Husserl   characterised the practice of epoche in many different ways: ‘abstention’ (Enthaltung), ‘dislocation’ from, or ‘unplugging’ or ‘exclusion’ (Ausschaltung) of the positing of the world and our normal unquestioning faith in the reality of what we experience. He speaks of ‘withholding’, ‘disregarding’, ‘abandoning’, ‘parenthesising’ (Einklammerung), ‘putting out of action’ (außer Aktion zu setzen), and ‘putting out of play’ (außer Spiel zu setzen) all judgements which posit a world in any way as actual (wirklich) or as ‘there’, ‘present at hand’ (vorhanden). But the essential feature is always to effect an alteration or ‘change of attitude’ (Einstellunganderung), to move away from naturalistic assumptions about the world, assumptions both deeply embedded in our everyday behaviour towards objects and also at work in our most sophisticated natural science. The change of orientation brings about a ‘return’ (Rückgang) to a transcendental standpoint, to uncover a new transcendental domain of experience. The epoche then is part of the [147] reduction. Above all else, the transcendental must not be thought to be simply a dimension of my own mind, reached through psychological reflection. Husserl   always regarded his formulation of the reductions as the real discovery of his philosophy and as necessary in order to reveal non-psychologically the essence of intentional consciousness and of subjectivity as such. To experience the reduction is to experience an enrichment of one’s subjective life—it opens infinitely before one.

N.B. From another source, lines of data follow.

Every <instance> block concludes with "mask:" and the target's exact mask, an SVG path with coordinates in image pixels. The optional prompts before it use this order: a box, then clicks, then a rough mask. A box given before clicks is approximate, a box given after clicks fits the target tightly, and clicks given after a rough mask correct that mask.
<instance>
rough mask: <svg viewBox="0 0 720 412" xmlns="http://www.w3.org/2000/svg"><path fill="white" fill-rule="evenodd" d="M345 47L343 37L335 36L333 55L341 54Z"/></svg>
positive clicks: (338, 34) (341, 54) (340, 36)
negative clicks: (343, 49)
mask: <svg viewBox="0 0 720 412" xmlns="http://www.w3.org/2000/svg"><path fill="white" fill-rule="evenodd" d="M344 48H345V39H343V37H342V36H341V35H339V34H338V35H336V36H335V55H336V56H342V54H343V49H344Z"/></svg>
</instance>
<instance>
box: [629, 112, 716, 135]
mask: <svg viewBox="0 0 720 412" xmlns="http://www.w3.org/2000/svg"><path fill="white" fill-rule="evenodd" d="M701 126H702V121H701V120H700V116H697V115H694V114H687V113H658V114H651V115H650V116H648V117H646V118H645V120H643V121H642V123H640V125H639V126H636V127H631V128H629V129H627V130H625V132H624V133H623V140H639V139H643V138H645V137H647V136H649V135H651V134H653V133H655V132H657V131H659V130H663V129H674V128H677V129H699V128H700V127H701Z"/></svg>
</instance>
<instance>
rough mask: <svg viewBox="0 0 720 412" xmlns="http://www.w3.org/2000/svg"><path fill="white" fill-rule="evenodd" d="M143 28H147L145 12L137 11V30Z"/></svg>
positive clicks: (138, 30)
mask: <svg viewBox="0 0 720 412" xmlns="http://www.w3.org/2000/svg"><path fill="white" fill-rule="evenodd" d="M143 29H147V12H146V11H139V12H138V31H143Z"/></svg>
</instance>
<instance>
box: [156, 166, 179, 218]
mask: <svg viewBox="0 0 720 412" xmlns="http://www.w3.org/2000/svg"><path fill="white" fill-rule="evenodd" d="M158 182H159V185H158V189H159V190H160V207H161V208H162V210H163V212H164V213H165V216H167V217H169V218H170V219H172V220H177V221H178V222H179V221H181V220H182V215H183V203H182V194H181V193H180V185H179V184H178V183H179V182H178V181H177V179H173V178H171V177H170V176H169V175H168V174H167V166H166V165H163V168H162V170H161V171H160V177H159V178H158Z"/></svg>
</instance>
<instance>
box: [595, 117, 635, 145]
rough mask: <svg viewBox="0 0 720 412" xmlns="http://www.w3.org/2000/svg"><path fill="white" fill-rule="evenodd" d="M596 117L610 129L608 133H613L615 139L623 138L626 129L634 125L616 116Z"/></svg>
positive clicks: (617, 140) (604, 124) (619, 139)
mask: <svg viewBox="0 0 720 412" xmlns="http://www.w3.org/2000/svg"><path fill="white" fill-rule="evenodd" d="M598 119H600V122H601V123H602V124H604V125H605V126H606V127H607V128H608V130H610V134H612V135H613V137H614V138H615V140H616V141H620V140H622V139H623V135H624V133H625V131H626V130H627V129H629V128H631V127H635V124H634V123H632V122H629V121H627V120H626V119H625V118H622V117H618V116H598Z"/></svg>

Husserl   is always insistent that reduction provides the only genuine access to the infinite subjective domain of inner experience, and that he who misunderstands reduction is lost:

But in the final analysis everything depends on the initial moment of the method, the phenomenological reduction. The reduction is the means of access to this new realm, so when one gets the meaning of the reduction wrong, then everything else also goes wrong. The temptation to misunderstandings here is simply overwhelming. For instance, it seems all too obvious to say to oneself: “I, this human being, am the one who is practicing the method of a transcendental alteration of attitude whereby one withdraws back into the pure Ego; so can this Ego be anything other than just a mere abstract stratum of this concrete human being, its purely mental being, abstracted from the body?” But clearly those who talk this way have fallen back into the naive natural attitude. Their thinking is grounded in the pregiven world rather than moving within the sphere of the epoche. (“Phenomenology and Anthropology”, Trans. Phen., p. 493; Hua XXVII 173)

The reduction leads to the domain of the transcendental ego which must be kept distinct from the psychological domain of the empirical self. The transcendental ego is at work constituting the world for me, in consciousness, though not in a manner graspable by naive reflection. For Husserl  , one must put the thumbscrews not on nature, as Francis Bacon had said, but on transcendental consciousness itself, to get it to yield up its secrets as to how the world and its meanings are constituted (Trans. Phen., p. 497; Hua XXVII177).